Der größte deutsche Franchisepartner von Burger King hat vor dem Arbeitsgericht Stade eine empfindliche Niederlage einstecken müssen. Am Dienstag verpflichtete das Gericht die Yi-Ko-Holding GmbH des türkischstämmigen Ergün Yildiz, der in Deutschland 91 Burger-King-Filialen mit insgesamt 3000 Mitarbeitern betreibt, den Betriebsratsvorsitzenden Ralf Kürten weiterzubeschäftigten. Yildiz hatte Kürten schon vor Monaten gekündigt, war aber am Votum der übrigen Betriebsratsmitglieder gescheitert. Nun ist der Arbeitgeber auch mit dem Versuch aufgelaufen, die Kündigung gegen den Willen des Belegschaftsgremiums gerichtlich durchzusetzen. Die Gewerkschaft Nahrung-Genuss-Gaststätten (NGG) übergab Yildiz zudem eine Liste mit 3000 Unterschriften, mit denen Burger-King-Kunden ihren Unmut über den Umgang der Yi-Ko-Leitung mit den Beschäftigten zum Ausdruck brachten.

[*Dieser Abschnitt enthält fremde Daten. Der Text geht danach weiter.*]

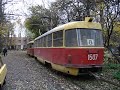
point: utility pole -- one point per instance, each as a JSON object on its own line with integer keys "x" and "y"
{"x": 1, "y": 20}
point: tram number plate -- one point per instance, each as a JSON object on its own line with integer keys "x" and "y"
{"x": 92, "y": 56}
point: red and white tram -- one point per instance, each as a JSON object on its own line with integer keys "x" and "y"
{"x": 30, "y": 48}
{"x": 72, "y": 48}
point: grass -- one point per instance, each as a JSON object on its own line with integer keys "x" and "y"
{"x": 117, "y": 75}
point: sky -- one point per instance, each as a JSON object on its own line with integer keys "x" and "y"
{"x": 20, "y": 9}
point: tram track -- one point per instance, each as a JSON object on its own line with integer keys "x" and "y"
{"x": 101, "y": 78}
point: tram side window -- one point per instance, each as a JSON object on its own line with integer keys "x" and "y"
{"x": 58, "y": 38}
{"x": 49, "y": 40}
{"x": 70, "y": 38}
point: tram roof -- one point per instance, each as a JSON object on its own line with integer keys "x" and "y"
{"x": 71, "y": 25}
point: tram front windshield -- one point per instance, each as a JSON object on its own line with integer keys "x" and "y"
{"x": 83, "y": 37}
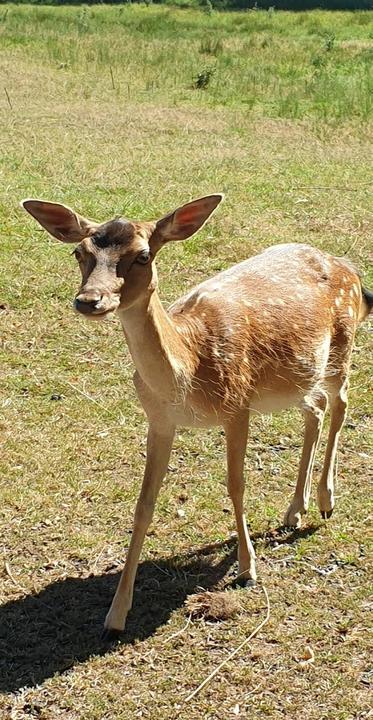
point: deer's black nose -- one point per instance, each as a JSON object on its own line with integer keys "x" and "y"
{"x": 86, "y": 305}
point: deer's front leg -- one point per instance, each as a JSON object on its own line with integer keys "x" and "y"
{"x": 236, "y": 432}
{"x": 158, "y": 453}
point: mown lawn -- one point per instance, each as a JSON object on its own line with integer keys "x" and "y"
{"x": 99, "y": 109}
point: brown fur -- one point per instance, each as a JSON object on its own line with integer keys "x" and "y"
{"x": 273, "y": 332}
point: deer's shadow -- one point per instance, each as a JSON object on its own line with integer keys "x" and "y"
{"x": 49, "y": 632}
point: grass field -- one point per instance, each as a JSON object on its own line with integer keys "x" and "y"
{"x": 99, "y": 109}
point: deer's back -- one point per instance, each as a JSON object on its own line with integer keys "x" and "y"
{"x": 264, "y": 329}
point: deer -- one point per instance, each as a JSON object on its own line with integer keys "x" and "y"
{"x": 273, "y": 332}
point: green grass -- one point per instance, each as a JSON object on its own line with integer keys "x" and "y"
{"x": 288, "y": 140}
{"x": 274, "y": 64}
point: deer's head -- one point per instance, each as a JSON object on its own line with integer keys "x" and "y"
{"x": 116, "y": 258}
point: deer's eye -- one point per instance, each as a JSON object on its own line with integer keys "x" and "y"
{"x": 143, "y": 257}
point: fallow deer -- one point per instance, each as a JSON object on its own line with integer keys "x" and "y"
{"x": 273, "y": 332}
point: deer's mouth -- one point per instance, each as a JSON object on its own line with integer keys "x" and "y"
{"x": 98, "y": 312}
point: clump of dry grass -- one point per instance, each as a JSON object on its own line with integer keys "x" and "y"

Damit sind die arbeitsrechtlichen Auseinandersetzungen zwischen der Holding und ihren Mitarbeitern allerdings nicht abgeschlossen. Rund 30 Verfahren hat Yildiz über zwei Anwaltskanzleien anstrengen lassen, um Kündigungen gegen Betriebsräte und andere Belegschaftsmitglieder durchzusetzen. Gegen die NGG zog das Unternehmen ebenfalls vor Gericht, um eine Schadensersatzklage wegen Verleumdung auf den Weg zu bringen. Umgekehrt sind laut NGG-Angaben rund 100 Verfahren von Mitarbeitern gegen die Unternehmensleitung anhängig, weil Löhne nicht gezahlt, Betriebsvereinbarungen gebrochen oder Mitspracherechte verletzt worden sein sollen. In allen entschiedenen Verfahren sei die Geschäftsleitung unterlegen, sagt Guido Zeitler, NGG-Referatsleiter Gastronomie, der Berliner Zeitung.